MMMM what an interesting day i have had.
I am getting to the stage now where all i can think about is sex, sex with ex's and sex with anyone that gives me a wink or a smile. I know that sounds like i am desparate ( well that is slightly true) there is only so much you can do by yourself on a friday night.
I am constantly on the look out for someone who tickles my fancy so to speak, i am not overly bothered by the looks, as long as i not only get a good seeing to , but that they dont jump out of bed , grab their clothes and leave after the sex! I would like a guy that snuggles up with me, and makes me have more of a reson to smile.
to but it blankly, i need to be wanted and show lots of affection, im a greedy bitch when it comes to love, i always make them feel loved, so why cant i ask for the same treatment, none of this bulshit, you dont give to recieve, in the case of sex, YES YOU DO!
So back to the looks thing, there are reasons why it is important to have a guy with the looks
1) you can actually look at them during sex (obv one!)

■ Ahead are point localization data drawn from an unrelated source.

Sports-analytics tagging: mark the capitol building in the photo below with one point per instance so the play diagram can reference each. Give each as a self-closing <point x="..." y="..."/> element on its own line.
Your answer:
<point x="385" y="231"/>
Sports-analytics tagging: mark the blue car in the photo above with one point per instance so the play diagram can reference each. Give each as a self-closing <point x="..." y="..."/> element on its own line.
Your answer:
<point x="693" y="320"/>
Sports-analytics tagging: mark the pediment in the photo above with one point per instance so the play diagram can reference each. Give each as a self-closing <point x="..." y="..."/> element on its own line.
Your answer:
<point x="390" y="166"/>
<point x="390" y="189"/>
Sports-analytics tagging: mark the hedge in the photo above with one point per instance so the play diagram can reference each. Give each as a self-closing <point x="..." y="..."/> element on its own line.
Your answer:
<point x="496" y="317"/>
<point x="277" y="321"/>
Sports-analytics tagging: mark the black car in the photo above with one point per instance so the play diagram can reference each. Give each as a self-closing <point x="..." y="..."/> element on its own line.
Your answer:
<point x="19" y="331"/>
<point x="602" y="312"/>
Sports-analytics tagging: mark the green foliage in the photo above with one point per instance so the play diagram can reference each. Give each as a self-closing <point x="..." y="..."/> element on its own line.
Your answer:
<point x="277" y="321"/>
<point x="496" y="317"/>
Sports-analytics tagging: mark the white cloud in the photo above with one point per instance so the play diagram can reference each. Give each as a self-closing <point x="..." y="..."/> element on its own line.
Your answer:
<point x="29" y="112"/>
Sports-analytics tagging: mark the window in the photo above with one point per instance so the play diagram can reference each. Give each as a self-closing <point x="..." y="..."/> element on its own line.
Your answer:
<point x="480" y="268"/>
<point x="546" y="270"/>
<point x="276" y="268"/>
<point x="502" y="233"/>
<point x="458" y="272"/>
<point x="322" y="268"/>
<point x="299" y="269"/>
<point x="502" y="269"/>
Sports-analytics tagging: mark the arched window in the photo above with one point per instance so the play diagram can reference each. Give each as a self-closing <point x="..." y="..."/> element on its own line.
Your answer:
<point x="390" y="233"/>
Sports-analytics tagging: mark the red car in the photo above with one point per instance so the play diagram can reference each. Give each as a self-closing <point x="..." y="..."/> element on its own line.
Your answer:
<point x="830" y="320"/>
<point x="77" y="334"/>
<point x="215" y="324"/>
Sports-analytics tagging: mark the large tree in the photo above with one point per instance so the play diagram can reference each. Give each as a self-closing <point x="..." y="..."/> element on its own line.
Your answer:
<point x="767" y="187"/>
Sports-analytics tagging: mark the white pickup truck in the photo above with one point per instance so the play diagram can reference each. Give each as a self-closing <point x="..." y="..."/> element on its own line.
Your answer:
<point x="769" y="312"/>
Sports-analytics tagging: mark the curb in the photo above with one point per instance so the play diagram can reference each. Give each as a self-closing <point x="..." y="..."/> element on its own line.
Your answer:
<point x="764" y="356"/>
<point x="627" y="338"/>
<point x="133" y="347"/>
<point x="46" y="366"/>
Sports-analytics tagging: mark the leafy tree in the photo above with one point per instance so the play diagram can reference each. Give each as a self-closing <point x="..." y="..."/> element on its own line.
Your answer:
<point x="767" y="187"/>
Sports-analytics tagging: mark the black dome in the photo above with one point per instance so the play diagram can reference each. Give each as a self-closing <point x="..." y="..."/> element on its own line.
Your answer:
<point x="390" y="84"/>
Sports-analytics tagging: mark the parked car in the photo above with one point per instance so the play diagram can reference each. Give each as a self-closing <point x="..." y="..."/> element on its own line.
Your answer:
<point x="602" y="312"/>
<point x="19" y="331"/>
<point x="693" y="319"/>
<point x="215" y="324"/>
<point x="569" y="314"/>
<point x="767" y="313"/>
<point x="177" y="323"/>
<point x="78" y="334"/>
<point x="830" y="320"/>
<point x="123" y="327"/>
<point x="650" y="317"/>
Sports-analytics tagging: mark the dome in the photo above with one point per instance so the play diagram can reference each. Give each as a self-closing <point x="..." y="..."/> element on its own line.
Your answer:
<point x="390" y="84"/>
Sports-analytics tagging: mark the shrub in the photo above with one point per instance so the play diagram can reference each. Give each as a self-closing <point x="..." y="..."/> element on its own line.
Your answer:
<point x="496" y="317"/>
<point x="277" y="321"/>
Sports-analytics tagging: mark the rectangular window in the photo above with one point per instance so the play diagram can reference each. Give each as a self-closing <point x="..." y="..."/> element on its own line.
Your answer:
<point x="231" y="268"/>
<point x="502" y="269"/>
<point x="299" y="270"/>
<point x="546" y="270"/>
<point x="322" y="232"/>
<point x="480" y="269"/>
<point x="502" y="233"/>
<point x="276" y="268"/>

2) i feel more turned on by having a hot gym on top, or underneath me
3) not embaressing if they have to meet your friends
but no matter how much i am loking, i am far too critical of any man i look at, i am very hard to please, but when your as gaggin as i am, the standards are slightly lowered.I am even more keen on men with bum fluffed bottoms, the hairy bums is doing it for me, i even asked a Ted at work wether he had a hairy botty, shame he didnt, i would of HAD to have taken him to his stockroom for a full inspection
Right enough sex talk from me today, giving me too many ideas, and i dont wanna have to go down the ex route, or the text boy list this evening!!